I’d have moments where I felt connected in this way to some pulse, some essential part of life, but then all at once the feeling of wholeness and communion would vanish and I’d be paralyzed by fits of acute terror and worry—anxiety I couldn’t numb or expel. There had been a spate of robberies in the neighborhood: our house was robbed the previous year in the middle of the night, we were all asleep. I’d predicted it in a sort of vision I had one night just before falling asleep: a cheesy premonition from a B movie, replete with smoky fog and bad lighting. In the vision two faceless men held axes and peered into my room. The next morning the doors and windows of the house were wide open; the television was gone, they’d taken some expensive crystal vase. My mother asked my father to install an alarm but he didn’t
want to spend the money. And once he left, it happened twice more in swift succession. What would deter them from coming back? What would stop them from coming to murder a nine-year-old boy home alone? What would stop them from coming with an ax to murder me in my sleep?

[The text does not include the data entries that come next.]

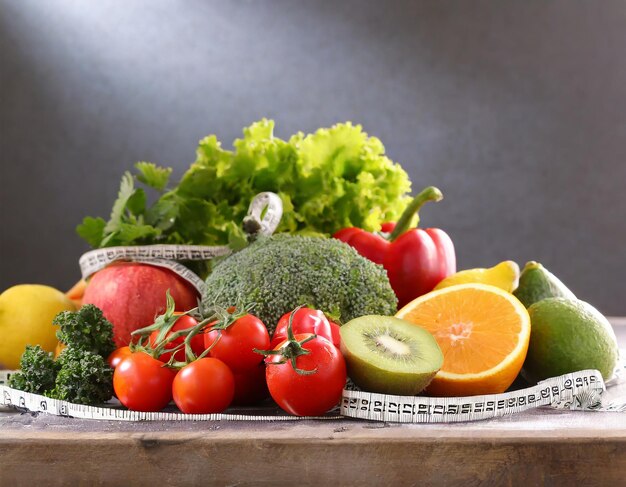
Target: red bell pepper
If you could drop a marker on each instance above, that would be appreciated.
(416, 260)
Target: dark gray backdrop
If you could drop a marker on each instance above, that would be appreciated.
(516, 110)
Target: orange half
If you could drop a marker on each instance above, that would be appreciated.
(483, 333)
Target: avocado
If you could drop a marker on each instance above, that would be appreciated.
(567, 336)
(537, 283)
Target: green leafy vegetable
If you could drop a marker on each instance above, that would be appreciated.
(335, 178)
(81, 373)
(152, 175)
(84, 378)
(37, 373)
(86, 329)
(278, 273)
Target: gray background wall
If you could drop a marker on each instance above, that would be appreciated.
(516, 110)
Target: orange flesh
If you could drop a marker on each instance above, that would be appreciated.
(471, 340)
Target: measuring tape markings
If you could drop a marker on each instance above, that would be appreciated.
(266, 209)
(577, 391)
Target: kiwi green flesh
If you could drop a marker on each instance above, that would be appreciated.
(389, 355)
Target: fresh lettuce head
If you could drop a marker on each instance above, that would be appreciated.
(334, 178)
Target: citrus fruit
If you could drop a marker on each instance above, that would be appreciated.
(483, 333)
(504, 275)
(568, 336)
(26, 313)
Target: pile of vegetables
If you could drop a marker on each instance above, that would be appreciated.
(80, 374)
(304, 371)
(268, 323)
(337, 177)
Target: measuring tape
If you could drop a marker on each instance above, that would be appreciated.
(576, 391)
(580, 390)
(265, 212)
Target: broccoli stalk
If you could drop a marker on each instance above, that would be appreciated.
(276, 274)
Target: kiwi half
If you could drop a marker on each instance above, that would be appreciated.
(389, 355)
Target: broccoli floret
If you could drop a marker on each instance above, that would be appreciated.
(86, 329)
(278, 273)
(37, 373)
(84, 378)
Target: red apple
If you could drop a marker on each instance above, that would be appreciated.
(131, 295)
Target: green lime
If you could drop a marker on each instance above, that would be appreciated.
(567, 336)
(537, 283)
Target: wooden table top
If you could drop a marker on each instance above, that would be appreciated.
(537, 447)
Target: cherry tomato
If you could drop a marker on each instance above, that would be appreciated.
(388, 227)
(117, 356)
(305, 320)
(204, 386)
(250, 386)
(336, 334)
(236, 345)
(183, 323)
(143, 383)
(311, 394)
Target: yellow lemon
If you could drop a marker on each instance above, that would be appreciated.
(505, 275)
(26, 313)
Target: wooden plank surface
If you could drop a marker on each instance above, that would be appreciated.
(539, 447)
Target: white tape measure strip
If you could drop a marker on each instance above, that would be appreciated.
(580, 390)
(95, 260)
(266, 208)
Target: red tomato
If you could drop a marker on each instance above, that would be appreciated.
(183, 323)
(204, 386)
(143, 383)
(250, 386)
(236, 345)
(388, 227)
(117, 356)
(336, 334)
(312, 394)
(305, 320)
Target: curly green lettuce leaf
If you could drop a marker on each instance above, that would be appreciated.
(334, 178)
(152, 175)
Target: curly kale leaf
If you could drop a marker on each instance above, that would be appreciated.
(38, 371)
(86, 329)
(84, 378)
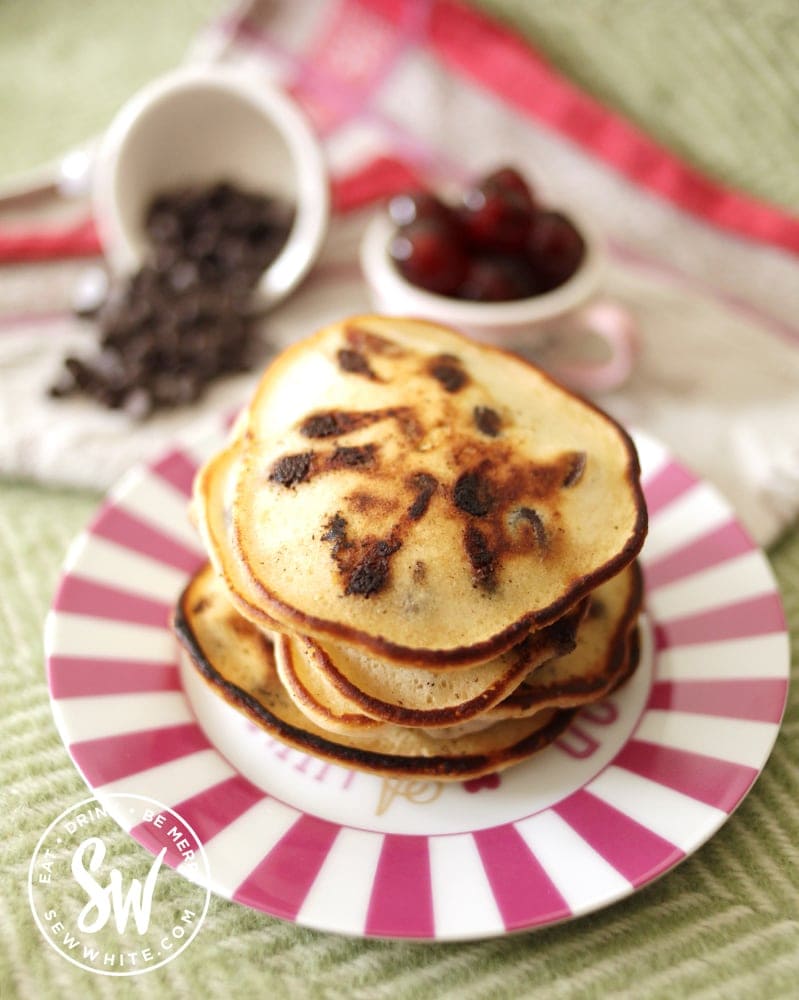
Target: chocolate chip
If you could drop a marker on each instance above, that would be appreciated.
(184, 318)
(355, 363)
(329, 423)
(447, 370)
(533, 518)
(370, 574)
(488, 421)
(472, 494)
(481, 558)
(352, 457)
(424, 486)
(291, 469)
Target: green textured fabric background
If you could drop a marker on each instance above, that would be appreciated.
(718, 82)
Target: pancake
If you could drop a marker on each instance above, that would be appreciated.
(339, 687)
(400, 489)
(236, 659)
(605, 655)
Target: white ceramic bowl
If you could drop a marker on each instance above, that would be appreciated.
(201, 125)
(539, 326)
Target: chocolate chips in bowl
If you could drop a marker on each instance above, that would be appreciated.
(185, 317)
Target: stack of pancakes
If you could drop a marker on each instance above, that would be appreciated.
(422, 553)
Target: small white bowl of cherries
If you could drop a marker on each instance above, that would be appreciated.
(505, 268)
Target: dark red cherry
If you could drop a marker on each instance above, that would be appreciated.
(499, 278)
(427, 256)
(496, 219)
(509, 179)
(555, 248)
(419, 206)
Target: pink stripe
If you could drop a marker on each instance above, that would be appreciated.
(666, 485)
(472, 44)
(402, 895)
(283, 879)
(522, 889)
(717, 546)
(759, 700)
(112, 757)
(178, 470)
(86, 597)
(635, 851)
(171, 833)
(715, 782)
(781, 328)
(207, 813)
(76, 677)
(215, 808)
(754, 616)
(125, 529)
(12, 321)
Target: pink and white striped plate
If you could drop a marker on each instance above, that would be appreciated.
(636, 783)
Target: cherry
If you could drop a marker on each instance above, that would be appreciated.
(427, 256)
(498, 278)
(496, 218)
(555, 248)
(418, 206)
(497, 246)
(509, 179)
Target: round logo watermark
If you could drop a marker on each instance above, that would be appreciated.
(104, 903)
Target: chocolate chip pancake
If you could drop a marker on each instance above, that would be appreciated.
(605, 655)
(236, 659)
(402, 490)
(339, 687)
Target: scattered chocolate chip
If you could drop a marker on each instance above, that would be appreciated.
(355, 363)
(333, 422)
(424, 485)
(291, 469)
(336, 532)
(184, 318)
(574, 469)
(487, 421)
(472, 494)
(480, 556)
(370, 574)
(596, 609)
(352, 457)
(447, 370)
(531, 517)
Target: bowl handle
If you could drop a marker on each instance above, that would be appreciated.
(611, 323)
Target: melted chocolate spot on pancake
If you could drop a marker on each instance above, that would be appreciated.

I’d call my sister and tell her I was afraid, and she’d call my father to lash out against him, against both my parents—but then I would defend my mother: it was my fault, I was the one who said I didn’t want a babysitter. My sister just wept and said, “It’s all screwed up! They’re screwing you up!” I’d begun to latch every door once my mother was gone for the night. I patrolled the house with Richie’s baseball bat, the one he kept under his bed. I manned all the windows, the doors—always latching, always checking, reinforcing the house like it was a bunker. As I sat watching television, eating my impromptu meals of garbanzo beans and Wesson oil, I could feel the paper thinness of the walls; it was like a foldout house in a child’s book. There was still the crumbling lathe in the kitchen wall from the hole my brother punched in it. The whole house was like that—people could punch their way in, punch it down with their fists. At midnight or one in the morning, like a torpedo on radar, I’d instinctively feel my mother’s car pull up to the curb. Through the tiny window in the front door I’d see her emerge, the gleam of all her jewelry set off by the flare of acid-red brake lights. I’d hurriedly unlatch all the doors, quickly bound up the stairs, jump into bed and, when she’d check in on me, fake sleep. Eventually I’d drift off into real sleep where my fears carried over unaltered, and in my dreams, men attacked me with axes and thick knives.